How to Add Certificates for Mac devices
A digital certificate added to a device allows a person to access corporate resources securely over the internet. There is a growing need for digital certificates in an enterprise since securing corporate data has always been an essential and high-priority task for Mac administrators.
With the help of a Mobile Device Management solution like Hexnode UEM, administrators can remotely distribute and install certificates to Mac devices. A digital certificate can secure network connections (VPN and Wi-Fi) and makes sure that only the specified users or devices have access to corporate data.
Once the certificates are added to the Hexnode portal via policies, you can make use of these certificates in every other macOS functionality that requires a certificate.
Add Certificates for Mac devices via Hexnode Policies
To add certificates on your Mac via policy,
- Log in to your Hexnode MDM portal.
- Navigate to Policies > New Policy. Assign a suitable name and description (optional) for the policy. You can also choose to continue with an existing policy.
- Go to macOS > Security > Certificates. Click Configure.
- Tap on the Add Certificate button to import a new credential certificate profile from your device. You can add as many certificates as you need.

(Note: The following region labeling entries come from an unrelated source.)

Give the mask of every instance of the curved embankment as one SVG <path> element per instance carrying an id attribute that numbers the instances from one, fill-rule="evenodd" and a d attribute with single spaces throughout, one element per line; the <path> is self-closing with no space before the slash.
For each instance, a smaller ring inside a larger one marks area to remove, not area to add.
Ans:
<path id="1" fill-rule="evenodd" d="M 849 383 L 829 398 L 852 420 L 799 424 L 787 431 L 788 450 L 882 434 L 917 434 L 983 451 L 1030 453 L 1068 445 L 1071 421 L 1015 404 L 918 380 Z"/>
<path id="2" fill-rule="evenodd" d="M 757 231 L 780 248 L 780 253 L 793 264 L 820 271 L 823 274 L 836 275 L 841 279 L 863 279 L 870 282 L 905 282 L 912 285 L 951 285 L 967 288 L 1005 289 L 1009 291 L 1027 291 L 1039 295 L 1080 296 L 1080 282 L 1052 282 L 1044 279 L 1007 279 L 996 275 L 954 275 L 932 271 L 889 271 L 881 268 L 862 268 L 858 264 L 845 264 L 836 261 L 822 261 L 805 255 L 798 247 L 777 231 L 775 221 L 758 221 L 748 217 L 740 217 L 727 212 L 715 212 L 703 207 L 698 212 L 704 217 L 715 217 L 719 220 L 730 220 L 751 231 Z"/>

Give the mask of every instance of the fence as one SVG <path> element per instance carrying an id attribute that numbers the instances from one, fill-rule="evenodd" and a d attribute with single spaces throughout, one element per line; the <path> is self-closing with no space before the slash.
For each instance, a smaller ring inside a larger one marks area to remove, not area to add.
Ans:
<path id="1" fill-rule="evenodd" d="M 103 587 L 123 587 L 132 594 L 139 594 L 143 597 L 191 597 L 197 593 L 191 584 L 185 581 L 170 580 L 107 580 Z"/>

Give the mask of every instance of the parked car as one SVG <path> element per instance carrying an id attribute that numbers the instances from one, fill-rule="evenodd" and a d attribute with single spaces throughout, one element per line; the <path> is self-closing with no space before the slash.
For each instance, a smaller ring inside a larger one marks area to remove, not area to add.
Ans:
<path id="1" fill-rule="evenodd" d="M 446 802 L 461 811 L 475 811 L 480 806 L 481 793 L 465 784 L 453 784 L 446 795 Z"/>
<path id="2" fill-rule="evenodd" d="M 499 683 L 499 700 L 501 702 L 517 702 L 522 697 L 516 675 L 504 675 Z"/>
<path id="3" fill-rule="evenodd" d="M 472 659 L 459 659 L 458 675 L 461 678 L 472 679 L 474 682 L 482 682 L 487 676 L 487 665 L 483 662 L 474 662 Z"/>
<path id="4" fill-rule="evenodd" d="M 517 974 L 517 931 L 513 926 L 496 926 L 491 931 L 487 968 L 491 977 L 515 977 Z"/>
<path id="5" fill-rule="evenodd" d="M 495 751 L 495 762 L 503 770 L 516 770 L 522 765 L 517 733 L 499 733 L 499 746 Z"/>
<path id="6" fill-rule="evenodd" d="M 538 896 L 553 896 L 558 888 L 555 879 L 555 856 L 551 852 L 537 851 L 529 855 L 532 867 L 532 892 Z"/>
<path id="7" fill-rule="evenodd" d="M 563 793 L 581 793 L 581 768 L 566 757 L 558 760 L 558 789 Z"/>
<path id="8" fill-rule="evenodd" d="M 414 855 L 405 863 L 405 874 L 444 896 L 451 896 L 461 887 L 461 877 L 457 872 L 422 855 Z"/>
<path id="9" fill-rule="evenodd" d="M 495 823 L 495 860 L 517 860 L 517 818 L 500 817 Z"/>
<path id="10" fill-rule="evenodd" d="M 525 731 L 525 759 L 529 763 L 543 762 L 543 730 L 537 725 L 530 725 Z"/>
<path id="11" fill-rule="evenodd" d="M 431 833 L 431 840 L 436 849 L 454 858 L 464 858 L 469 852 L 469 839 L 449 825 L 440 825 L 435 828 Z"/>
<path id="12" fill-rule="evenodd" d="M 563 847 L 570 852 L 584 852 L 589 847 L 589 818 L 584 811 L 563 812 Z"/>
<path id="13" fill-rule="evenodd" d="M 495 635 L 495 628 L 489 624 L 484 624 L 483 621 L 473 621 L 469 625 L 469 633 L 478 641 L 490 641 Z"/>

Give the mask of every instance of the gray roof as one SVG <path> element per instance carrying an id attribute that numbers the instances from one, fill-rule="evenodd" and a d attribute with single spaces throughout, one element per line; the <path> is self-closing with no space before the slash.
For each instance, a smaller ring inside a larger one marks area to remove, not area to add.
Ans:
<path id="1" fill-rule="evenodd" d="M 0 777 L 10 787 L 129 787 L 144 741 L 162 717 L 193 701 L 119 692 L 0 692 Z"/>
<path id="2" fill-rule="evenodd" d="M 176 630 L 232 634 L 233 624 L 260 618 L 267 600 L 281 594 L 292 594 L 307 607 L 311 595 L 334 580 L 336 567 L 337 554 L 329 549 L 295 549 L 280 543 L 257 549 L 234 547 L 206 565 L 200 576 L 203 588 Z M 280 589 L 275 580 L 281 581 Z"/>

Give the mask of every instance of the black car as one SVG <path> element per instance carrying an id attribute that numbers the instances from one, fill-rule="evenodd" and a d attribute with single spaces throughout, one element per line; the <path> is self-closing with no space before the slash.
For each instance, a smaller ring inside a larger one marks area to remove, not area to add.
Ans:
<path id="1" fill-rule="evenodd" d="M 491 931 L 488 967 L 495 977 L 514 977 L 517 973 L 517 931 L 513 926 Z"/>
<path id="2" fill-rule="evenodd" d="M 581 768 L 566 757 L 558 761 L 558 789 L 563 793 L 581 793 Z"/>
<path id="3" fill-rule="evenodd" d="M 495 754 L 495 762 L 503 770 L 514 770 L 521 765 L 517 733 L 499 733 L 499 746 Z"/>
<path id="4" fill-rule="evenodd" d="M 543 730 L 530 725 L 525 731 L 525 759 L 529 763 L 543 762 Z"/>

To remove a certificate, click on the ‘x’ button at the top-right corner of each certificate listing. The added certificate will display the following options:
- Credential Name– Credential name refers to the display name of the certificate. This field becomes visible once you upload a certificate by clicking Add Certificate. Even though this field will already be filled, you can change it if necessary.
- Credential Details– You can click on the ‘+’ button adjacent to Credential Details to view the subject, issuer name, and the expiry date. Click on ‘–’ to collapse the details section.
Associate policy with devices/groups
If the policy has not been saved,
- Navigate to Policy Targets > +Add Devices.
- Choose the target devices and click Ok. Click Save
- You can also associate the policy with device groups, users, user groups, or domains from the left pane of the Policy Targets tab.
If the policy has been saved,
- Go to the Policies tab and choose the desired policy.
- Click on Manage drop-down and select Associate Targets.
- Choose the target entities and associate the policy.
What happens at the device end?
The certificates will get added on the system keychain and, user can find it listed on the Keychain Access app on their Mac. The certificates associated via the policy can also be viewed under System Preferences > Profiles > [Select certificate policy].